That tweet poked a bee hive, and out came a swarm of up-at-all hours emergency room doctors with stories and science about the shattered bodies and shattered families they try to heal daily. Some tweets included post-crisis snapshots of doctors standing soberly among the tools of their work space, with everything and everyone still stained in shocking crimson. This IS our lane, the emergency room doctors tweeted back, metaphorically telling us, “When it comes to gun violence, we know first-hand what we are talking about. And the time has come for us to speak.”

The next morning “Stay in your lane” was on the regular news shows. And in the days since then this new meaning of the phrase has shown itself repeatedly. I went to a talk at The Civil Rights Heritage Center, in the old South Bend Natatorium where for more than a generation the city’s swimming pool served only white residents. Those were years when racial segregation was probably the country’s cruelest, most blatant “Stay in your lane” message. During the frank conversation that night people strategized about challenging the quieter “Stay in your lane” separations of race and class that continue to this day.

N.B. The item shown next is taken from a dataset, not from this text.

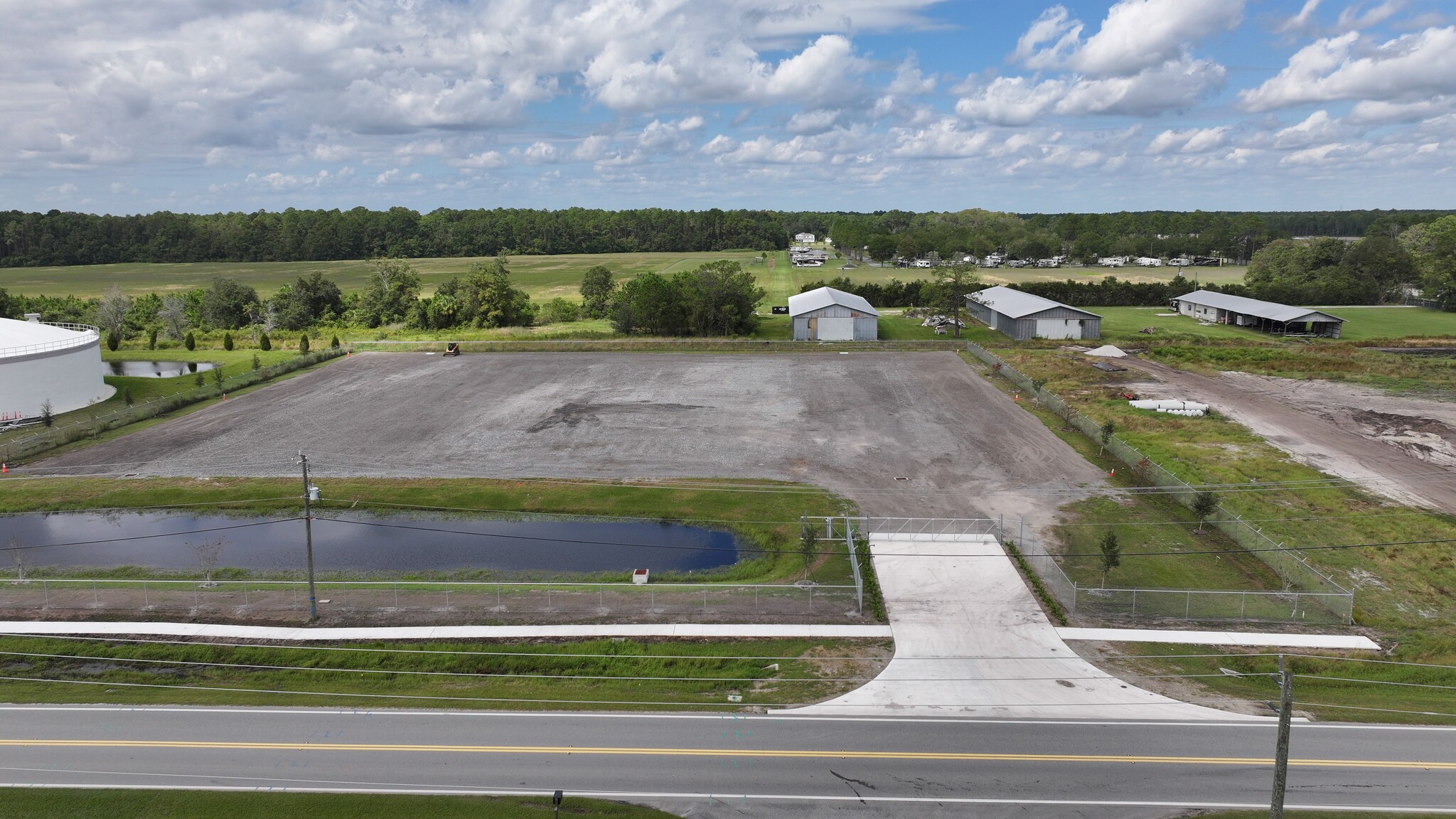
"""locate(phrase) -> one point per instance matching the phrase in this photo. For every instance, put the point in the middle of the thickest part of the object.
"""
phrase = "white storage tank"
(48, 362)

I remembered a friend working in Washington, DC, some years ago. His small business inadvertently set up shop in the economic domain of a political family whose name you’d recognize. Keep your hands off our territory, they were warned by the relative of a famous politician. Stay in your lane.

But I am encouraged by today’s college students. In a class on dealing with climate change, environmental science students strategized about sharing their solid research findings with the world, repackaging good science into op-ed pieces that would help voters and policy makers protect the planet. I could tell that some of the students in that lab had rejected the domestication so common in our education system. No play-it-safe, Stay-in-your-lane life for them. They intend to have public voices.

And in my own class on active citizenship, I realized we had been studying the Stay-in-your-lane power struggle all along. In our case studies we saw that powerful people love the silence of others, but these young adults don’t approve of that. The students asked me to remind you to trust the evidence of your experience and know that others can’t really represent you. There won’t be progress and change, they said, unless people step out of their lane and start to speak. And don’t wait, they said. Start now.